Investigators work at the scene where two NYPD officers were shot, Saturday, Dec. 20, 2014 in the Bedford-Stuyvesant neighborhood of the Brooklyn borough of New York. Police said an armed man walked up to two officers sitting inside the patrol car and opened fire before running into a nearby subway station and committing suicide. Both police officers were killed. (AP Photo/John Minchillo)

Scene of the crime operatives work at the scene where two NYPD officers were shot, Saturday, Dec. 20, 2014, in the Bedford-Stuyvesant neighborhood of the Brooklyn borough of New York. Police said an armed man walked up to two officers sitting inside the patrol car and opened fire before running into a nearby subway station and committing suicide. Both police officers were killed. (AP Photo/John Minchillo)

NEW YORK, United States – Two New York uniformed police officers were assassinated in their patrol car in Brooklyn in broad daylight Saturday by a gunman who subsequently killed himself.

“Today, two of New York’s finest were shot and killed with no warning, no provocation,” police Commissioner Bill Bratton told a news conference. “They were quite simply assassinated.”

Bratton identified the officers as Liu Wenjin and Raphael Ramos.

The two officers were “ambushed and murdered” — shot in the head — as they sat in the front two seats of a marked NYPD police car, Bratton said.

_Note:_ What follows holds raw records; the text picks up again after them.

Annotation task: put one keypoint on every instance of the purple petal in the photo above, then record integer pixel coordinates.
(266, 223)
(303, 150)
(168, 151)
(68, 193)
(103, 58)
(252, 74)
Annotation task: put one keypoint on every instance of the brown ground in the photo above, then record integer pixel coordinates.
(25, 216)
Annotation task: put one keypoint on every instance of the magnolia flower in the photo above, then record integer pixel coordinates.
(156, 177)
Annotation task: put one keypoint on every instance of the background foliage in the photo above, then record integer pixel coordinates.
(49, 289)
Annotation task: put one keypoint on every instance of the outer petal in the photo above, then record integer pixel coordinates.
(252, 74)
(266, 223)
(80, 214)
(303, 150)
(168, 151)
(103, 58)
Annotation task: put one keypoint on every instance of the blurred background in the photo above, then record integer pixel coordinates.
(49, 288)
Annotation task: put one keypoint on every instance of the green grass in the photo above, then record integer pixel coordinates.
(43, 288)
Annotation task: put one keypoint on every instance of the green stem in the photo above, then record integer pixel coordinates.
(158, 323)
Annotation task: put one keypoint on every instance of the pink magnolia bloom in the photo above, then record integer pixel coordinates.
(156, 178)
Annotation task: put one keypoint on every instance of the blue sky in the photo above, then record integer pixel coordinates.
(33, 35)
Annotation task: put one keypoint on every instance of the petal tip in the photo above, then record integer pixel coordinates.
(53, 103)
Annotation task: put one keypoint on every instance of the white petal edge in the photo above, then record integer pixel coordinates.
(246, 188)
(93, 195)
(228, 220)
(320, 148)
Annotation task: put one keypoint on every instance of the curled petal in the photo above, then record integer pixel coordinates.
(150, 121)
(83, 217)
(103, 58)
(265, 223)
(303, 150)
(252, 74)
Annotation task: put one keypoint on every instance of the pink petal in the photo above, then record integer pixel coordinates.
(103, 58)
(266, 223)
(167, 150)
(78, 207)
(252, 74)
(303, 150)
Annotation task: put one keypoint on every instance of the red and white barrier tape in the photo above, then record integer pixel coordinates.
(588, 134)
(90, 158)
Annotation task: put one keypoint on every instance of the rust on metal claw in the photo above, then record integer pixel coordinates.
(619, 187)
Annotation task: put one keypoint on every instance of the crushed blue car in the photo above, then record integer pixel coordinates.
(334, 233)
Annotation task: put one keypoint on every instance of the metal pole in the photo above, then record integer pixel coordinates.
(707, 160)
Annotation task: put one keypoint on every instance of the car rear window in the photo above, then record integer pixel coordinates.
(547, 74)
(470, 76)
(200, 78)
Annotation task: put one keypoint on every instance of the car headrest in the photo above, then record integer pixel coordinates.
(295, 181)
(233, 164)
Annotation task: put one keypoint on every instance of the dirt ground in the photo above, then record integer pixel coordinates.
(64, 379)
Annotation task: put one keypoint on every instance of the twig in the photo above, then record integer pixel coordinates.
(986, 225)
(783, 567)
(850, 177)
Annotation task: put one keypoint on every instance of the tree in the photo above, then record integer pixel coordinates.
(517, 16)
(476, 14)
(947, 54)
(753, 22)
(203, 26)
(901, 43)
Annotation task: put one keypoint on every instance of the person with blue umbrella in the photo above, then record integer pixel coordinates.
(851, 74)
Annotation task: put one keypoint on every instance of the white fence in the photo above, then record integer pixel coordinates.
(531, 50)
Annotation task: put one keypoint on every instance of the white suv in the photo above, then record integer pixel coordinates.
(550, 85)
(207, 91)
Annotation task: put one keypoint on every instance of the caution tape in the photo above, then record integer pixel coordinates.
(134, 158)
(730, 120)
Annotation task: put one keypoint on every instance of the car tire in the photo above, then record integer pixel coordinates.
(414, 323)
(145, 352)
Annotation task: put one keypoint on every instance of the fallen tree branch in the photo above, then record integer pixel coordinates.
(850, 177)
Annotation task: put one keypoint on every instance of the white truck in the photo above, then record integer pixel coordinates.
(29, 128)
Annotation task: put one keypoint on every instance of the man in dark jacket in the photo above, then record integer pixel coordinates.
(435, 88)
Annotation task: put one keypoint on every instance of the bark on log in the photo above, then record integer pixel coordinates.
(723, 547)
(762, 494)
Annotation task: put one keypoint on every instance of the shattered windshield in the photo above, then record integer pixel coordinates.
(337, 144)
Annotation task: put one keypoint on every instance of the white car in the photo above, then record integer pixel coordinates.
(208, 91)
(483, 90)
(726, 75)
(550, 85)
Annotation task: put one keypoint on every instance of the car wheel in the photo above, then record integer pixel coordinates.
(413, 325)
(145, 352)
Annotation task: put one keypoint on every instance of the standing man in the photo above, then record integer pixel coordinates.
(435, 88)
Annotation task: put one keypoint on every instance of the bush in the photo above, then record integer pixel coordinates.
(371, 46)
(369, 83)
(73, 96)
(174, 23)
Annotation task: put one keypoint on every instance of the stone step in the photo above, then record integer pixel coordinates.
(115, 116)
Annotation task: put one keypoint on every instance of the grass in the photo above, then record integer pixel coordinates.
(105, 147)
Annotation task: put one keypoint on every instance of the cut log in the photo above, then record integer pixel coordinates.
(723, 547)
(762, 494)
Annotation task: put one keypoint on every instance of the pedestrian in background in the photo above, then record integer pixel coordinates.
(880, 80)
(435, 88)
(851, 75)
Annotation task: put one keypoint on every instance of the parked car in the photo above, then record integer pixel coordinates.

Liu and Ramos had been assigned to the Bedford-Stuyvesant neighborhood to address complaints of violence around housing projects in the area.

Bratton named the assailant as 28-year-old Ismaaiyl Brinsley. He walked up to the car and fired his weapon several times through the passenger window, according to Bratton.

Neither officer had the opportunity to draw their weapons and may never even have seen their assailant.

Brinsley then fled on foot and entered a nearby subway station.

“While on the platform, Brinsley shot himself in the head. Took his own life. A silver semi-automatic firearm was recovered on the subway platform near the suspect’s body,” said Bratton.

The motive for the attack was under investigation but there were no indications so far of any connection to terrorism, Bratton said.

Prior to the attack, Bratton said the suspect shot his ex-girlfriend earlier Saturday in Baltimore and made posts from her Instagram account.

Authorities didn’t get into the specifics of the contents of the posts, but two officials told The Associated Press that he posted about shooting two “pigs” in retaliation for the death of Eric Garner. They spoke on condition of anonymity because they were not authorized to speak publicly.

Police in New York are being criticized for their tactics following the recent chokehold death of Garner, an unarmed black man who was stopped by police on suspicion of selling loose, untaxed cigarettes. Amateur video captured an officer wrapping his arm around Garner’s neck and wrestling him to the ground. Garner was heard gasping, “I can’t breathe” before he lost consciousness.